Dans le cadre des avions hypersoniques, la MHD pourrait stabiliser les flux d’air autour de l’avion, réduisant la traînée et améliorant les performances aérodynamiques. Jean-Pierre Petit explique que dans des avions comme le Concorde, qui volait à une altitude de 20 000 mètres, la traînée de l’air et la chaleur générée par le frottement limitaient les performances. Cependant, avec un système MHD, un avion pourrait atteindre des altitudes bien plus élevées et réduire la chaleur produite par l’onde de choc.
Avantages en termes de furtivité et de maniabilité
L’un des grands avantages des systèmes MHD est leur potentiel à rendre les appareils plus difficiles à détecter. Petit mentionne que la coquille de plasma générée par la MHD autour d’un missile ou d’un avion pourrait absorber les ondes radar, rendant ces appareils quasiment invisibles. Cette technologie pourrait être plus efficace que les revêtements furtifs traditionnels et offrir une protection supplémentaire contre les systèmes de défense ennemis.
En plus de la furtivité, la MHD confère une maniabilité sans précédent aux engins hypersoniques. Contrairement aux ogives traditionnelles qui suivent une trajectoire fixe, les missiles utilisant la MHD peuvent changer de direction brusquement, rendant leur interception presque impossible. Un missile MHD pourrait, par exemple, effectuer un virage à 90 degrés à des vitesses hypersoniques, ce qui serait impensable avec les systèmes de propulsion actuels.
Le pragmatisme russe dans l’ingénierie
Jean-Pierre Petit souligne à plusieurs reprises l’ingéniosité des Russes dans la conception de leurs armes. Contrairement à l’approche occidentale, qui privilégie souvent la complexité, les Russes optent pour des solutions simples mais efficaces. Il raconte une anecdote où il visite une installation russe de production d’électricité par réacteur à poudre. Malgré leur aspect rudimentaire, ces installations sont capables de générer des dizaines de mégawatts d’électricité en utilisant des technologies MHD avancées.
Cette approche pragmatique se reflète aussi dans la conception des missiles et avions. Alors que les pays occidentaux investissent des milliards dans des systèmes complexes, les Russes parviennent à atteindre des résultats similaires avec des ressources plus limitées, mais une meilleure maîtrise de concepts fondamentaux comme la MHD. Cette simplicité, combinée à un savoir-faire technique impressionnant, leur permet de maintenir leur avance dans certains domaines.

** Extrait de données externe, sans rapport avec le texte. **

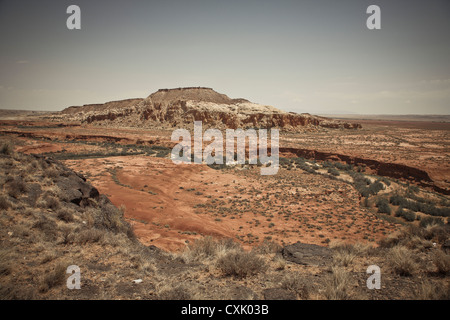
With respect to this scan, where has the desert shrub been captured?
[389,194,408,207]
[0,249,12,276]
[333,250,356,267]
[388,246,417,276]
[334,162,353,171]
[422,224,450,243]
[8,177,27,198]
[376,198,391,214]
[369,180,384,194]
[324,267,350,300]
[217,250,266,278]
[328,168,340,177]
[253,239,283,254]
[0,142,14,155]
[90,197,135,239]
[44,195,59,210]
[416,280,450,300]
[395,207,416,222]
[0,194,11,210]
[44,167,60,179]
[74,228,105,244]
[432,250,450,275]
[158,285,194,300]
[419,217,444,228]
[56,209,74,222]
[181,236,240,262]
[281,273,310,300]
[32,216,58,240]
[40,263,66,292]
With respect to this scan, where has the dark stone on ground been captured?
[263,288,297,300]
[282,242,332,266]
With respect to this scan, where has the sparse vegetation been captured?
[217,250,266,278]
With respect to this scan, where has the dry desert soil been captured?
[0,113,450,300]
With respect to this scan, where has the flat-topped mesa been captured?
[60,87,361,131]
[147,87,241,104]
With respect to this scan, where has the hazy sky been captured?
[0,0,450,114]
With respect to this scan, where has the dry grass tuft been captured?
[388,246,418,277]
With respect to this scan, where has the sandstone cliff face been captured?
[61,87,361,131]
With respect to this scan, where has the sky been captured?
[0,0,450,115]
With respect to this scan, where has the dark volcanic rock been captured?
[282,242,332,266]
[263,288,297,300]
[56,174,99,205]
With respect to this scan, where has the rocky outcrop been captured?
[282,242,332,266]
[279,147,450,195]
[60,87,361,131]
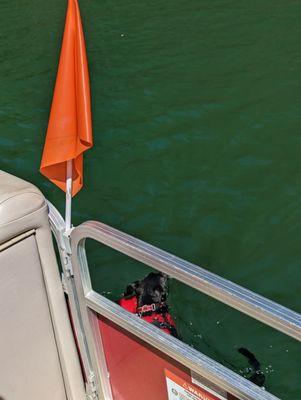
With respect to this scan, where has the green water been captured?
[0,0,301,400]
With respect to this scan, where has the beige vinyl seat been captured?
[0,171,85,400]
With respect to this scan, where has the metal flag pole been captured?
[65,160,73,232]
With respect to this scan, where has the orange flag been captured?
[40,0,93,196]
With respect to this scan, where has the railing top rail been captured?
[71,221,301,341]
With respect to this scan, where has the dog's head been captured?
[124,272,167,306]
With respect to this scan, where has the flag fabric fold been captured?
[40,0,93,196]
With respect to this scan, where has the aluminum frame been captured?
[47,201,113,400]
[71,221,301,400]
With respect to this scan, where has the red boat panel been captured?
[98,316,230,400]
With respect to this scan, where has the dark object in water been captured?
[118,272,179,338]
[238,347,265,387]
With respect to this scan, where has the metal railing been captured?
[50,203,301,400]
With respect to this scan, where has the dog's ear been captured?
[123,281,141,296]
[160,272,168,290]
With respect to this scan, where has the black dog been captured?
[118,272,178,337]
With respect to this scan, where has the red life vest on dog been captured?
[118,296,176,335]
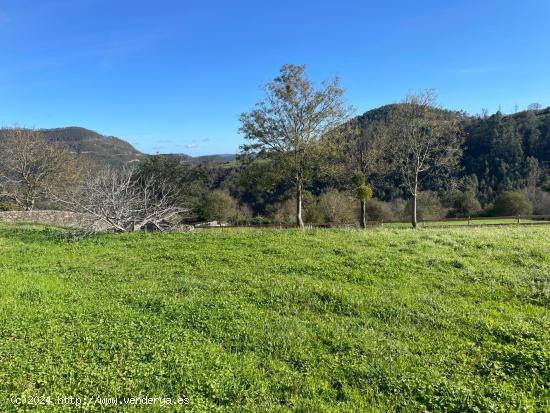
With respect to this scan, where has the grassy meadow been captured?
[0,224,550,412]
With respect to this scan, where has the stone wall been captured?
[0,210,105,230]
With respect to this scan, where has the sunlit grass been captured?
[0,224,550,412]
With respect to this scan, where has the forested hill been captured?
[40,127,145,165]
[351,105,550,204]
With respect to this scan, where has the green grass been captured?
[0,224,550,412]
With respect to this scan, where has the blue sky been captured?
[0,0,550,155]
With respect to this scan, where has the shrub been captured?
[316,189,357,225]
[529,188,550,215]
[492,191,533,216]
[449,191,481,217]
[0,202,23,211]
[366,199,396,222]
[405,191,447,220]
[199,190,238,222]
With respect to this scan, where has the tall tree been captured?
[339,118,386,229]
[240,64,351,227]
[387,90,462,228]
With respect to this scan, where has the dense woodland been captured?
[0,65,550,228]
[112,105,550,224]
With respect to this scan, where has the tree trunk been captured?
[411,192,416,228]
[296,181,304,228]
[360,199,367,229]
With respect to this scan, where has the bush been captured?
[199,190,239,222]
[0,202,23,211]
[529,188,550,215]
[316,189,359,225]
[366,199,396,222]
[449,191,481,217]
[492,191,533,216]
[405,191,447,221]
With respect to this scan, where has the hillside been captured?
[41,126,146,165]
[350,104,550,205]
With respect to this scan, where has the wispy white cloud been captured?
[451,67,496,76]
[0,10,10,26]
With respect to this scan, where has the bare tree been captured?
[240,65,351,227]
[58,168,187,232]
[387,90,462,228]
[0,128,78,211]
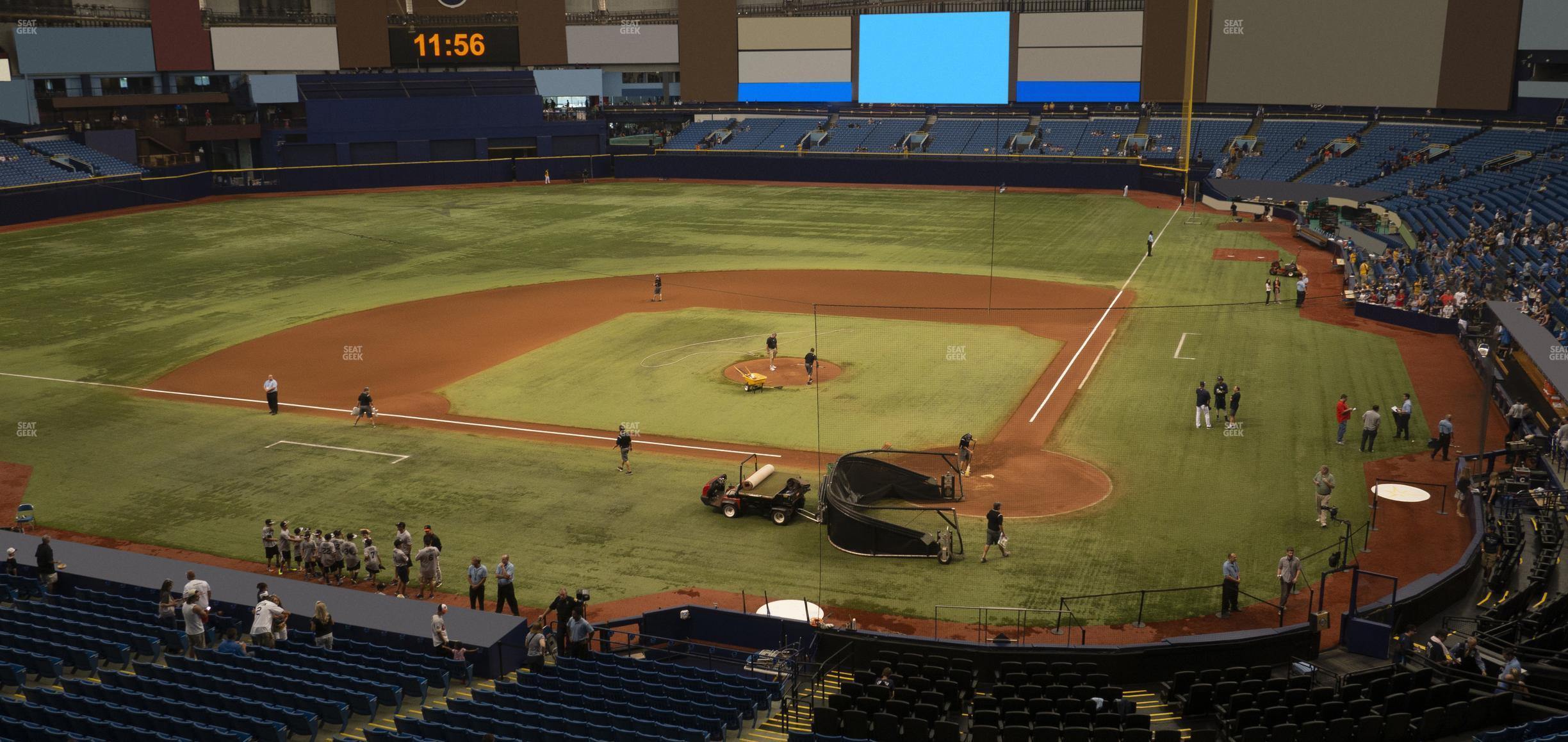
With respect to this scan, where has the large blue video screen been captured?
[860,13,1011,104]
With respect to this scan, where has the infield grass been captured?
[441,309,1061,450]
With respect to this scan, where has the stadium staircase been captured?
[1242,115,1264,136]
[1289,121,1376,182]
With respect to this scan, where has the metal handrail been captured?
[931,606,1088,645]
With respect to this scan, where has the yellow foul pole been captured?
[1180,0,1198,195]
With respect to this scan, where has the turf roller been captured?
[740,465,773,490]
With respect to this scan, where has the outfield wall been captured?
[615,152,1140,188]
[0,155,612,226]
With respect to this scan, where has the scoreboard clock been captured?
[388,25,518,67]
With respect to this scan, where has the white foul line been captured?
[0,372,784,458]
[263,441,407,465]
[1029,199,1180,422]
[1079,328,1116,389]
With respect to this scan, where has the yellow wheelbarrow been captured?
[735,365,769,392]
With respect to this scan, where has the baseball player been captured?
[262,518,282,574]
[354,386,377,428]
[615,425,632,477]
[958,433,976,477]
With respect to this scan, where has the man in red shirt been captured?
[1334,393,1357,445]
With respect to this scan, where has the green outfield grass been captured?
[441,309,1061,450]
[0,183,1441,621]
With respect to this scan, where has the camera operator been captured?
[546,587,588,638]
[1312,465,1334,529]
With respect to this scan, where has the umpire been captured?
[615,425,632,475]
[262,374,277,414]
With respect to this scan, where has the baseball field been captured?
[0,182,1427,623]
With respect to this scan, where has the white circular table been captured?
[757,601,826,621]
[1372,483,1432,502]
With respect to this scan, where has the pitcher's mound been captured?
[724,356,844,388]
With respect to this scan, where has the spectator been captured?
[1277,547,1302,609]
[361,530,381,593]
[158,581,181,626]
[1449,637,1487,675]
[181,591,210,657]
[469,557,489,610]
[311,601,332,650]
[524,613,549,673]
[266,595,288,643]
[430,602,452,651]
[1502,650,1527,679]
[213,629,249,657]
[251,596,288,648]
[33,536,60,593]
[1492,672,1530,697]
[1427,629,1453,666]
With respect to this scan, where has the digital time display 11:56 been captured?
[414,33,484,56]
[388,27,518,67]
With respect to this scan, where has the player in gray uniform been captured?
[414,535,441,598]
[392,521,414,568]
[316,532,343,584]
[361,530,381,591]
[392,546,409,598]
[262,518,282,574]
[288,527,306,573]
[339,536,359,585]
[300,529,322,579]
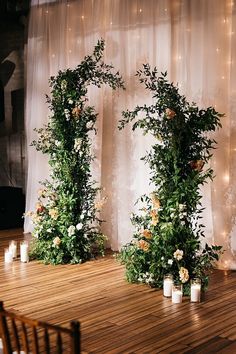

Applications civiles potentielles de la MHD
Si la MHD est largement utilisée dans le domaine militaire, ses applications civiles ne sont pas à négliger. Jean-Pierre Petit évoque la possibilité d’utiliser cette technologie dans la production d’électricité, notamment pour la fusion nucléaire. Par exemple, les réacteurs MHD pourraient générer de l’électricité en utilisant des gaz ionisés à haute température comme source d’énergie.
Les réacteurs à fusion actuels, comme le projet ITER, reposent sur des champs magnétiques de faible intensité pour confiner le plasma. Cependant, la MHD pourrait permettre d’atteindre des températures et des pressions bien plus élevées, rendant ces réacteurs beaucoup plus efficaces. Petit mentionne également la possibilité de créer des générateurs à auto-excitation, qui utiliseraient les gaz produits par des réacteurs à poudre pour générer de grandes quantités d’électricité avec des installations relativement simples.